About three weeks ago, Donal and Deirdre had had cause to go into the backyard of 17a to recapture a ball which one of them – it was, of course, Deirdre – had shied over the crumbling and blackened brick wall. If there had been other kids of their own age around they probably wouldn’t have gone, because everyone in the court knew that the old man who lived there had horns and a tail and ate kids for tea, as well as refusing completely to throw back any balls which happened to have landed in his miserable yard, but there were no small kids playing out that afternoon.

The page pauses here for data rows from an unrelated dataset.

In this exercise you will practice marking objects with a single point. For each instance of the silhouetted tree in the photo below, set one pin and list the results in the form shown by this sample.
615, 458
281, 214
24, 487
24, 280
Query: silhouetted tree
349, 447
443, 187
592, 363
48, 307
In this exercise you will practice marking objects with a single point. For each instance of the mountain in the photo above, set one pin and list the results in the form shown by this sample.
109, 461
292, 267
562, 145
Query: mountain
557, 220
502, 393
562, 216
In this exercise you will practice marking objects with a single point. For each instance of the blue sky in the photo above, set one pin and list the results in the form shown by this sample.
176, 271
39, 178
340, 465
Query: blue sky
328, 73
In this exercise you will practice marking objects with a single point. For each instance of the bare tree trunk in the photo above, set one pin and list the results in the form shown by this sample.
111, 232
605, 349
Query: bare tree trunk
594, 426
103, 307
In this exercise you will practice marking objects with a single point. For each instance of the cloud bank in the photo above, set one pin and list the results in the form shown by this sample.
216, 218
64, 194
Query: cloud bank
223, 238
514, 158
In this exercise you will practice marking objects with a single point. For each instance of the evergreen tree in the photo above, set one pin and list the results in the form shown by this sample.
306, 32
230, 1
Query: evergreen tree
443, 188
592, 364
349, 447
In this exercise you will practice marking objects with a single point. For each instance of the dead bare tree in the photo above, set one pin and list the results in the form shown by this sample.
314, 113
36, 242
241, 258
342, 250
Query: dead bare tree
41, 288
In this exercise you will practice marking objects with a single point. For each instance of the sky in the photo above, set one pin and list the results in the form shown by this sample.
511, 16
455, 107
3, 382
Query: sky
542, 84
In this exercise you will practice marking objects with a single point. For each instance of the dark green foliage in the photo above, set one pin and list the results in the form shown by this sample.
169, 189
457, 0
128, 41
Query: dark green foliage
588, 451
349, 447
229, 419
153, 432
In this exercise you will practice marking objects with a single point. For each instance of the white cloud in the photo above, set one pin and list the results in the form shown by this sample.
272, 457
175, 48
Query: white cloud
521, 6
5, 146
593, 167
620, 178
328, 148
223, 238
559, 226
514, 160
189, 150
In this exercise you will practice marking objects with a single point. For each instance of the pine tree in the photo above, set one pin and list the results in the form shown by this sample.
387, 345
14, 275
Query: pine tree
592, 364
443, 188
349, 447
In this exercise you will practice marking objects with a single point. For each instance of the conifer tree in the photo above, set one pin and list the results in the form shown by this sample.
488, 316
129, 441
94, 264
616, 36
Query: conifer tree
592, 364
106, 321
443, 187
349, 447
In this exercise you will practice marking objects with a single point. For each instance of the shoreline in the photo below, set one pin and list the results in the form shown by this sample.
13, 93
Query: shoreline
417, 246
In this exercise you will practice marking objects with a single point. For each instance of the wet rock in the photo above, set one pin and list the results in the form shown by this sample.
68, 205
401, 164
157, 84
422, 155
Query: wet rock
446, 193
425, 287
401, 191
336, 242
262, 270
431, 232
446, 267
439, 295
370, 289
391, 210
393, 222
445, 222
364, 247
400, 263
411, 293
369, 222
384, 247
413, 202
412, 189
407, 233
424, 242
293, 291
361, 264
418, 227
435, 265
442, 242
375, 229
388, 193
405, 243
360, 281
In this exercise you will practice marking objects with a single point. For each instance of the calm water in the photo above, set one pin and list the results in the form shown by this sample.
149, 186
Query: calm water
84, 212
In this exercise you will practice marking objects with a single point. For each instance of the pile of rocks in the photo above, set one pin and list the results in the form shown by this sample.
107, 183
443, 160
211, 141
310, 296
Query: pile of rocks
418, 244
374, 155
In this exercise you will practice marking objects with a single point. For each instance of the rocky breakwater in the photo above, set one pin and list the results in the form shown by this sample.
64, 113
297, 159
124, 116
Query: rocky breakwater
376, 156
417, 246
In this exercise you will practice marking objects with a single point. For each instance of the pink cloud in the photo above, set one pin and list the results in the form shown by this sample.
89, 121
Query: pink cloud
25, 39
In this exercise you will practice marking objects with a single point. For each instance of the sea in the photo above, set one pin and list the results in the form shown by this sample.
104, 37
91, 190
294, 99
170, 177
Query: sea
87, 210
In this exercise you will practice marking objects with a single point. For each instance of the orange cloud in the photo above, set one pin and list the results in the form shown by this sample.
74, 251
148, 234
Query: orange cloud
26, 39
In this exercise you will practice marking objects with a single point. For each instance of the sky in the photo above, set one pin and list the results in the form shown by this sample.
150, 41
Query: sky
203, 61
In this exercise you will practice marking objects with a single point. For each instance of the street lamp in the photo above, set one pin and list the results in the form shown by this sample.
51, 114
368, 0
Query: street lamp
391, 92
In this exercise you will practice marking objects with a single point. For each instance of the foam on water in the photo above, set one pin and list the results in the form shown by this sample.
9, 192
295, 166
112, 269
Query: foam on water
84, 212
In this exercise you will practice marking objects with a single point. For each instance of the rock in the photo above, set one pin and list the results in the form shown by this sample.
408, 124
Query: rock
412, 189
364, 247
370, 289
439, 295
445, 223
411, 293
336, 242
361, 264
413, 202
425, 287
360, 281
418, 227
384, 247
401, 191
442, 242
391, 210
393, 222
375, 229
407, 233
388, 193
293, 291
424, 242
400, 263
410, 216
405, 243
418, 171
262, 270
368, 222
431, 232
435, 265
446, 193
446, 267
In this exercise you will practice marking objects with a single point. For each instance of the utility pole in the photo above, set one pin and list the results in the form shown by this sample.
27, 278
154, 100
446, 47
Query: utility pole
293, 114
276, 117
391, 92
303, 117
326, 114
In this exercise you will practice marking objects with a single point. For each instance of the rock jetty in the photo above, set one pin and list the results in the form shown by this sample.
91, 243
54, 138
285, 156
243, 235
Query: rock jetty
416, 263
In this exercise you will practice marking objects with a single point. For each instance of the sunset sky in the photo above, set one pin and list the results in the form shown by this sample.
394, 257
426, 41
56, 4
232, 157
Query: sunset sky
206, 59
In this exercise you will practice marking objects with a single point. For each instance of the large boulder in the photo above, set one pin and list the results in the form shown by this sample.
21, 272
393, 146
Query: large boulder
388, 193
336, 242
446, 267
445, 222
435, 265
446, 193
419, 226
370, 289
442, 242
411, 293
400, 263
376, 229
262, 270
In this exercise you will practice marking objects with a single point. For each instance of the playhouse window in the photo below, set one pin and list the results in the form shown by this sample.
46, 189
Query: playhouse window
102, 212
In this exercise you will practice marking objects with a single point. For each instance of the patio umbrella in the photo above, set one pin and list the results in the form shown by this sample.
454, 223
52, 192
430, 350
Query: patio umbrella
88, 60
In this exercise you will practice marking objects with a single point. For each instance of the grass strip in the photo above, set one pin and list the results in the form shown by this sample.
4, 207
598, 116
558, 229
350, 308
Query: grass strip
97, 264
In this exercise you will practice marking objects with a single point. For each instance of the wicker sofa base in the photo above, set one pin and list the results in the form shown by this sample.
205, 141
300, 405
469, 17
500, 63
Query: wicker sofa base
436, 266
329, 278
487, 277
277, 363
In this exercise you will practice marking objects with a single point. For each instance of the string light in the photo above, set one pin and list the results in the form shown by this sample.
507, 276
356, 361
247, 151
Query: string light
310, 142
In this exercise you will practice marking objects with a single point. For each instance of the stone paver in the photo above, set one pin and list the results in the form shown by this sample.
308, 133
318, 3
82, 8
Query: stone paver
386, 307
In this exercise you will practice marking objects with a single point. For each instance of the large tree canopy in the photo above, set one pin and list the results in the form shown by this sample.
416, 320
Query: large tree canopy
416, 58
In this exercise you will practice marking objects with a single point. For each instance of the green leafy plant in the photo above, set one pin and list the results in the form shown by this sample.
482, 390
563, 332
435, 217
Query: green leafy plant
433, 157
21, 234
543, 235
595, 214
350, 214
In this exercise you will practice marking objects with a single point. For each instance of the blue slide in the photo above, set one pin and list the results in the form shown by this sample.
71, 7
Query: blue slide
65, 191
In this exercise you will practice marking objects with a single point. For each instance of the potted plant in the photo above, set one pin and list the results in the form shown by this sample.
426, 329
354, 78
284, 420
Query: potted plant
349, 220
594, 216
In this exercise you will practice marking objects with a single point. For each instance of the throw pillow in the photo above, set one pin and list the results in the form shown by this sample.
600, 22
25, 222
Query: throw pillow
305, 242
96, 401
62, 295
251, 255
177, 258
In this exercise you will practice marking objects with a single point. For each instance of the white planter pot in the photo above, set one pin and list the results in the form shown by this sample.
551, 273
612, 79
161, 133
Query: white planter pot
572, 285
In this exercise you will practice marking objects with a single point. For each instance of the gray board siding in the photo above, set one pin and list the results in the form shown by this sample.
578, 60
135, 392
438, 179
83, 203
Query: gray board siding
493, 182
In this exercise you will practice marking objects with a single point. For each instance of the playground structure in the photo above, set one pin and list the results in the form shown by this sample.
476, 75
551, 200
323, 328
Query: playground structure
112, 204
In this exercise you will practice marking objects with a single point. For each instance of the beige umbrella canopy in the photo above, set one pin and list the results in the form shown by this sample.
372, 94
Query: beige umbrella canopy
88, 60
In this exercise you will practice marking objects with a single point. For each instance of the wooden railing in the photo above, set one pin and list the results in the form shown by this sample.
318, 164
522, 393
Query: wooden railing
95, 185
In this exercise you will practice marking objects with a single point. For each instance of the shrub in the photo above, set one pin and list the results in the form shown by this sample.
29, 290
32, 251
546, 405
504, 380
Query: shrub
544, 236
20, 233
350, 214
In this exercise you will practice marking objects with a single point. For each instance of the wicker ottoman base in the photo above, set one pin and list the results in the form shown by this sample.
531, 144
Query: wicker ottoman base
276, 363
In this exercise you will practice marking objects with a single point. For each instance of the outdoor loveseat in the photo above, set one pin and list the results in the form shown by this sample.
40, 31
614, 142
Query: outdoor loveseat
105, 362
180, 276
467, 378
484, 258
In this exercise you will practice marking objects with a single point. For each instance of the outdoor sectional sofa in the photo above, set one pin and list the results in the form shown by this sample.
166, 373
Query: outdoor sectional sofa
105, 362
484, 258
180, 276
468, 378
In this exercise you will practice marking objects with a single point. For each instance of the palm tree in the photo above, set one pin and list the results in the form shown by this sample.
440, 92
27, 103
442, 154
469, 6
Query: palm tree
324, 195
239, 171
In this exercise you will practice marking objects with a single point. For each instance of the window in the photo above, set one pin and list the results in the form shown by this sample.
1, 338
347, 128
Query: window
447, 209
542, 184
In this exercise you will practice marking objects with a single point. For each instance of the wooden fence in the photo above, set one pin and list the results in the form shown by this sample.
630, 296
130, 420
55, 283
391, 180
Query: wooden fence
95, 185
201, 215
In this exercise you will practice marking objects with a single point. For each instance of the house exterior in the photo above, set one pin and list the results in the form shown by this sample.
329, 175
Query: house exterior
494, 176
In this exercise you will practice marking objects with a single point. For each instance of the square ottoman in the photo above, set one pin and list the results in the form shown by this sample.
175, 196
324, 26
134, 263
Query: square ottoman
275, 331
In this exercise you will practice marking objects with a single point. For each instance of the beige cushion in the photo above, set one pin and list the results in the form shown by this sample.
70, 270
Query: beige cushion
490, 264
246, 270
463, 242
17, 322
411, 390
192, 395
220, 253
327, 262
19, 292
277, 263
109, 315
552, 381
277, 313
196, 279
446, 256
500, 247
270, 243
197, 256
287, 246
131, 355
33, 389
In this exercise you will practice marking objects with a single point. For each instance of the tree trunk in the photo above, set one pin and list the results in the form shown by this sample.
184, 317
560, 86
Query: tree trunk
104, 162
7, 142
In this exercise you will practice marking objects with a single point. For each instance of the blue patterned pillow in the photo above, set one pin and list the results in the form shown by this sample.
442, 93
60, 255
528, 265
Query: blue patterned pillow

It was bigger boys, and one of them, a fat youth with a squint and two front teeth missing, had said that the twins were scared to get their ball back.
‘Us fellers goes over all the time,’ he boasted. ‘Whaddyer fink ’e’ll do to ya, eh? ’E’s the devil awright, but we ain’t skeered o’ the devil! He’s skeered of us, the mis’ruble ole bugger, knows we’ll purra stone through ‘is bleedin’ winders if we wants. So I’ll go over for ya, willin’ – an’ I’ll keep the bleedin’ ball, wha’s more.’
The ball had been new and an especially fine one. The twins’ dad had bought it for them last time his ship came into dock for a refit. Donal and Deirdre had exchanged petrified glances and had simultaneously made up their minds. They didn’t believe for one moment that the big boy had ever scaled the wall and come face to face with the devil. Some might, but not he. However, if they didn’t go, they’d lose the ball for sure, and if they did, they could get their ball back and win fame! So, chins up and hearts fluttering painfully, they approached the high, blackened wall behind which the devil was said to lurk.